Nun können sich aber Art und Umstände des Transports auf der Strecke ändern; damit die Einhaltung der vorgeschriebenen Bedingungen in jeder Phase des Transports überprüft werden kann, dürfen sich diese Kontrollen nicht auf das Versandland und das Bestimmungsland beschränken, sondern müssen sich auf die Transitländer erstrekken. Nach Artikel 2 der Richtlinie Nr. 81/389 steht im übrigen die Befugnis, über die Ordnungsmäßigkeit des Transports zu wachen, den Behörden der Transit- und Bestimmungsmitgliedstaaten zu.
Die Zwischenkontrollen dienen somit letztlich nur dem allgemeinen Interesse, das die Gemeinschaft auf diesem Gebiet verfolgt. Entgegen dem Vorbringen der Kommission kann nicht davon ausgegangen werden, daß dieses Interesse ausschließlich auf die Beschleunigung des innergemeinschaftlichen Verkehrs gerichtet ist und mit der Abschaffung oder Verringerung der Kontrollen verwirklicht wird. Daß dies nötig ist, ist unbestreitbar; es kann jedoch nicht das spezifische Erfordernis, einen angemessenen Schutz der transportierten Tiere zu gewährleisten, beseitigen oder auch nur zweitrangig machen. Das gilt im übrigen auch, soweit Vorschriften zur Harmonisierung der Abgaben fehlen, die die Mitgliedstaaten für ihre Kontrolltätigkeit erheben (Urteil Bauhuis, a. a. O., Randnr. 36 der Entscheidungsgründe).

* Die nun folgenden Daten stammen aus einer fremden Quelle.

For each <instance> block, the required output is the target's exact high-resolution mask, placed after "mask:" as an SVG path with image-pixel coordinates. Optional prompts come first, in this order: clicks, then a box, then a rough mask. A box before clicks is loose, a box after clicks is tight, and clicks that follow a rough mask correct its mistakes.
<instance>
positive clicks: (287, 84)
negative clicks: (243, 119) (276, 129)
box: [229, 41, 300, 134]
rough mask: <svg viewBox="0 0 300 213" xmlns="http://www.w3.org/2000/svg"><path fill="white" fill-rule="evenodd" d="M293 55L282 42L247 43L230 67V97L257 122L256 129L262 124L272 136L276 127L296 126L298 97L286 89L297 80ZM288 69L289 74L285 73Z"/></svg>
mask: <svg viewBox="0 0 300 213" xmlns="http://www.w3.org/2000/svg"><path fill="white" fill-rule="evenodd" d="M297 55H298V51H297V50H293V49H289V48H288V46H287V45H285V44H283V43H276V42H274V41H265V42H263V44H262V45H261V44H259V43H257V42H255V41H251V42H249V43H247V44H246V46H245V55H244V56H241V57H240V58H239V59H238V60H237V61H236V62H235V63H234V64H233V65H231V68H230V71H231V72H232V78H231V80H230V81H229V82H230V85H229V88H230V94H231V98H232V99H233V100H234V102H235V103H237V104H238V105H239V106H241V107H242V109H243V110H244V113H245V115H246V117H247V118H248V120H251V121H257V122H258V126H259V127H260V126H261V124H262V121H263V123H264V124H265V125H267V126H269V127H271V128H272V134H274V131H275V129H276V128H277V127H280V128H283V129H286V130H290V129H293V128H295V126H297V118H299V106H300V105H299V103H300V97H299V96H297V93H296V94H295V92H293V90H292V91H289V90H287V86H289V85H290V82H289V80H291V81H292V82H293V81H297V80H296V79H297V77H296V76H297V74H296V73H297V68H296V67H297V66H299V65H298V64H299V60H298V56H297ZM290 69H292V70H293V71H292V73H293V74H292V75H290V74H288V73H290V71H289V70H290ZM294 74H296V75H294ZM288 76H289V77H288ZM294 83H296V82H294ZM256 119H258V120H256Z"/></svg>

5. Ausgehend von dieser Erwägungen erscheint die Klage der Kommission nicht begründet. Obwohl in der Gemeinschaftsregelung nicht unmittelbar vorgesehen, werden die von den fünf Ländern eingeführten Abgaben nämlich aus Anlaß der in dieser Regelung vorgeschriebenen Kontrollen erhoben und können deshalb nicht als Abgaben mit gleicher Wirkung wie Zölle angesehen werden.
Es kommt hinzu, daß ihre Höhe die tatsächlichen Kosten der Kontrolle nicht übersteigt und daß sie im Staatsgebiet der Bundesrepublik Deutschland nur einmal erhoben werden. Der erstgenannte Umstand ist auch von der Kommission anerkannt worden; der zweite, der von der Bundesregierung in Beantwortung einer Frage des Gerichtshofes mitgeteilt worden ist, widerlegt den Verdacht eines Mißbrauchs, den die Kommission im Verlaufe des Verfahrens geäußert hat.
6. Aus all diesen Gründen schlage ich Ihnen vor, die am 26. Januar 1987 von der Kommission der Europäischen Gemeinschaften gegen die Bundesrepublik Deutschland erhobene Klage abzuweisen und der unterliegenden Partei die Kosten aufzuerlegen.